Journal-Times (Grayson, KY)

Editorials

February 22, 2012

Power of public opinion can work for good

Feb. 22, 2012 —     National media attention was focused on Olive Hill for about 48 hours last week when it was revealed that 100 garment workers were in danger of losing their jobs.

    Keep in mind that unemployment is the No. 1 political issue in this nation and certainly will be in the spotlight in the upcoming presidential election.

    With that as a backdrop, here’s the rest of the story.

    It seems some bureaucrat in the federal prison system decided that manufacturing dress jackets for the Air Force could be done by prison inmates at far less cost than by the civilian workforce in Olive Hill.

    He wanted to shift the work to Federal Prison Industries (FPI) in the U. S. Bureau of Prisons where inmate laborers are paid 23 cents per hour, according to national news agencies.

    The jackets are a high profile item because President Obama wears one when he flies on Air Force One, as did his predecessors.

    The Olive Hill factory has been making the jackets for 20 years, selling about 70,000 a year to the Air Force. However, the firm’s current contract expires at the end of this year.

    When the CEO of the contracting firm learned of the tentative decision to reserve that work for prisoners, he turned to Kentucky’s U.S. senators for help.
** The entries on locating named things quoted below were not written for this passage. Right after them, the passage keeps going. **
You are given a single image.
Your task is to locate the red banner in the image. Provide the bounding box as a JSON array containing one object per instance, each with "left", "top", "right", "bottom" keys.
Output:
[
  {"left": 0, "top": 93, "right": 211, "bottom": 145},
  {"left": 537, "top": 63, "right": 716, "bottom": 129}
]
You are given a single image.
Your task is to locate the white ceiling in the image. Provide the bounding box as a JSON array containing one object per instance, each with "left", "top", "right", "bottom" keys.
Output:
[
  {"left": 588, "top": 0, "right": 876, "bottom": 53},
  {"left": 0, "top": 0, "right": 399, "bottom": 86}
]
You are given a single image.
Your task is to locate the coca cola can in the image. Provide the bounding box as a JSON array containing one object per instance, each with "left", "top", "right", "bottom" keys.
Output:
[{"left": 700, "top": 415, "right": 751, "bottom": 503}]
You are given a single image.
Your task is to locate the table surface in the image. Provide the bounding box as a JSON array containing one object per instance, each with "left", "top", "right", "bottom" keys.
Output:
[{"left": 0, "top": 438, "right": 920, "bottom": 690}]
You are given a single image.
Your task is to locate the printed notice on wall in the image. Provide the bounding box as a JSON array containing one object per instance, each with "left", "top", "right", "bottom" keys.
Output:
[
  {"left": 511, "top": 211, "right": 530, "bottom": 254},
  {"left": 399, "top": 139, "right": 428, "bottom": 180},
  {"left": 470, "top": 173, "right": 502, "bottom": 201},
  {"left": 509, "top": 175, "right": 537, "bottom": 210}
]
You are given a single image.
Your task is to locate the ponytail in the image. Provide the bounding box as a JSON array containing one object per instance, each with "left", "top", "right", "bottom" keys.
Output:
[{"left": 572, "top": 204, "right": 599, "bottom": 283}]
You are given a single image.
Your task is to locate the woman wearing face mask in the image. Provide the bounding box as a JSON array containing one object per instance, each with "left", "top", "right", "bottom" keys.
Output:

    We have not agreed many times in recent months with the statements and actions of Senators Mitch McConnell but today we are giving credit where credit is due.

    McConnell, the highest ranking Republican in the U. S. Senate, made an issue of the jackets with the national media, calling on President Obama to intervene and save the 100 jobs.

    Fox News jumped on the story like a dog on a bone and suddenly it was everywhere. 

    Michael Mansh, president of the company making the jackets, was interviewed and quoted extensively, saying he couldn’t understand why the President would want to wear something made by a convict instead of an honest, hardworking person from rural Kentucky.

    Mansh even invited the President to come to Olive Hill and talk with the workers who would lose their jobs. We don’t know if he was serious but it was grist for the media mills.

    The story lasted through two 24-hour news cycles before someone at the FPI called McConnell’s office and surrendered, so to speak. They had changed their minds about the jackets.

    We can only imagine what the Obama campaign staff had to say about such a dumb move by the administration in a presidential election year. 

    For the garment workers in Olive Hill to our senior senator, we say thanks.